NFTs can be anything from a tweet to digital artwork. They’ve overtaken the sports world in recent months — and now, opportunities to sell NFTs in college sports are beginning to explode.
Array of NFTs
Suggs’ NFT uses a photo of him celebrating, and overlays words on his jersey and body, like “The Shot,” in a rainbow of colors.
Some NFTs are more akin to memorabilia than art, Edward Schauder, head of the sports law practice at Phillips Nizer, told FOS. Fans spend hundreds on collectibles like seats from the old Yankee Stadium, so now they can purchase an NFT featuring a seat. They could even buy a memorable tweet from coverage of a marquee game.
Sellers can pair physical items or other experiences along with their NFTs. For example, Suggs is also selling the shoes he wore during the game.

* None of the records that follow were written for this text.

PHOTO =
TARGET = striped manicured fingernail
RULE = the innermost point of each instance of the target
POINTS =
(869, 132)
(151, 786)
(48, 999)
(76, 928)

Right now, the pro sports NFT market is booming. Just look at NBA Top Shot, which sells digital trading card packs. Despite the fact that packs can be as cheap as $9, Top Shot made more than $230 million by March 2, according to CNBC. A LeBron James dunk sold for $200,000.
What makes an NFT valuable? Like a rare trading card or a print by an artist, it’s unique. “It’s a scarcity thing,” Ashley Ebersole, a partner at Bryan Cave Leighton Paisner, told FOS.
“NFTs right now are undoubtedly a very hot commodity,” Ebersole said. “Will they stay that way in perpetuity? If you look at the history of the market for sports collectibles or sports trading cards, it tends to ebb and flow.”
In college sports, the NFT craze is just beginning. Former Iowa player Luka Garza created one that sold for more than $40,000.